ERC-721 and ERC-1155 tokens, on the other hand, are specifically designed to be unique and non-replicable, but of course can be transferred between parties, often for significant value. ERC-721 is the OG NFT standard on Ethereum, and provides a blueprint for "minting" (creating) one-off, distinct NFTs. ERC-1155 came a little later, and standardizes a way for minting multiple NFTs (and indeed fungible tokens) simultaneously.
How do I access Ethereum?
Because a blockchain network is a separate network, different and distinct from traditional Internet connections, specific software is necessary to access the network and show the data being recorded on the blockchain. This is possible through an Ethereum client, which is standalone software, often command-line interface only, and is the tool of choice for many developers. Additionally, the Ethereum community has developed a number of resources that allow connections between the traditional Internet and the Ethereum network.

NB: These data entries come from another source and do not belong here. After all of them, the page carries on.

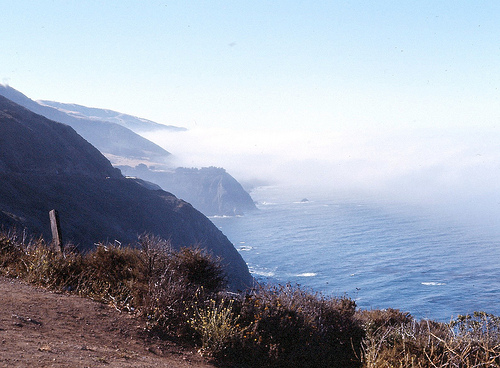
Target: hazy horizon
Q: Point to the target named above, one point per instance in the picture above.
(394, 101)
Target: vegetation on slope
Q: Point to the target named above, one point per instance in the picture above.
(182, 293)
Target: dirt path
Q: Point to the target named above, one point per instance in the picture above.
(39, 328)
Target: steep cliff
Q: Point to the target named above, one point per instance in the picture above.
(211, 190)
(46, 165)
(108, 137)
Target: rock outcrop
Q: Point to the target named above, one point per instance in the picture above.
(107, 137)
(46, 165)
(211, 190)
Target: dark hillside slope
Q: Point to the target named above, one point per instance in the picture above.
(46, 165)
(108, 137)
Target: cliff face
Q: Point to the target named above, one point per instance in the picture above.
(108, 137)
(133, 123)
(45, 165)
(210, 190)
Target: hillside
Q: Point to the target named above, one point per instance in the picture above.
(116, 135)
(107, 137)
(46, 165)
(213, 191)
(133, 123)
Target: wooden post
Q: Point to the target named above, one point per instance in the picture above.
(56, 230)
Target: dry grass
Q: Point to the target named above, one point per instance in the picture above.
(182, 293)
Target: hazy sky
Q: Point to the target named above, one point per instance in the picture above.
(399, 98)
(289, 64)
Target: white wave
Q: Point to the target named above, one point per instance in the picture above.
(262, 272)
(245, 248)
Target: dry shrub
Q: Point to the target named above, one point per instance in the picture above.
(285, 326)
(395, 339)
(177, 281)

The backbone of these efforts has been MetaMask, a trailblazing browser plugin and mobile app that provides users with a custodial (user-controlled and owned) Ethereum wallet and access to dapps, or decentralized apps, that allow you to interact with the Ethereum blockchain.
What is a block explorer?
When you want to go deeper and see details of individual transactions or take a bird's eye view of the Ethereum network, a block explorer is required. A block explorer is a website that provides an interface to navigate and examine the information contained on the network. Prominent examples include Etherscan and Ethplorer, and other networks related to Ethereum ("EVM-compatible") have their own variants.
Ethereum mainnet, testnets, sidechains and the rest
As you venture forth into the decentralized web, or Web3 as it's often called, you will learn that Ethereum is, in fact, not just one network. The Ethereum blockchain and the EVM live and operate on the Ethereum mainnet, and there exist a number of testnets for Ethereum that are exactly what they sound like, sandboxed versions of the mainnet where ETH has no real value except to test out applications.
That's just the beginning, though; there are many Ethereum-compatible sidechains that have been developed, offering users the option to carry out transactions on a separate blockchain, in that chain's native currency, in order to avoid the sometimes-costly EVM and Ethereum mainnet transaction fees. Some of these chains are designed specifically for a use case, such as a video game or DeFi; others are general-purpose "scaling networks", called Layer 2s or L2s, for the purpose of increasing the volume and capacity of Ethereum.
Users often end up with tokens and NFTs on these sidechains that they can bring back onto Ethereum mainnet through bridges; the NFTs can be kept, displayed, sold on marketplaces; the tokens can be swapped for others, redeemed for ETH, staked, borrowed, lent, used in other dapps, transferred to other sidechains and used in videogames, or videogame-investment engine hybrids, or, well... the future is still being written.